New weighing equipment helps company pass audit risk-based process verification

Published: 23-May-2017

Mettler Toledo's Good Weighing Practice Verification provides scientific basis for our weighing equipment verification

For more than 200 years, the German-based company Klosterfrau Healthcare has been developing, manufacturing and selling pharmaceutical products.

Its portfolio combines traditional remedies with modern drug therapies and encompasses more than 30 brands and nearly 220 over-the-counter products.

At its Berlin site, the company runs state-of-the-art production lines. Scales and balances, whether in quality control or production, are an integral part of the process.

Every piece of weighing equipment in use must be regularly calibrated and qualified to ensure regulatory compliance.

The challenge for Claudia Brostmeyer, Head of Quality Control at the Berlin site, is to ensure that all workplaces with their variety of processes and responsibilities calibrate and qualify weighing equipment according to stringent GMP and Good Laboratory Practice standards.

Weighing station

Running a compliant weighing station is complex.
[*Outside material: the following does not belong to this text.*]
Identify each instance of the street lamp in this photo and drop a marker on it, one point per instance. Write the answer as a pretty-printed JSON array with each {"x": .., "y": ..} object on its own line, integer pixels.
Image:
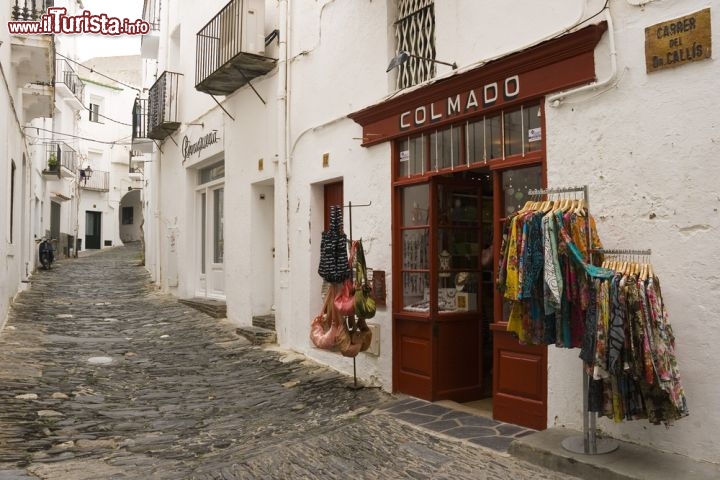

In addition to making sure that a scale or balance is suitable for the application, sound documentation must prove that suitability to auditors.

Operators also must be trained according to valid standard operating procedures to ensure periodic equipment testing, calibration, and qualification is done accurately.

When Brostmeyer learned about Good Weighing Practice (GWP) Verification from Mettler Toledo, she immediately recognised that this approach would make her life easier.

“GWP is a well thought-out and accepted concept that provides a scientific basis for our weighing equipment verification needs,” she said.

After Mettler Toledo conducted a GWP Verification assessment at Klosterfrau’s Berlin site, Brostmeyer received a risk-based assessment and testing recommendations for each scale and balance.

“What I like about the verification document is that it clearly states whether the equipment is suitable for the given process,” said Brostmeyer.

“It also provides recommendations on which tests should be conducted at which intervals with which test weights. That makes it easy for me to instruct operators and maintenance personnel on appropriate testing procedures.”

Shortly after Mettler Toledo verified the weighing equipment, a production audit put the new process to the test, leaving no questions unanswered.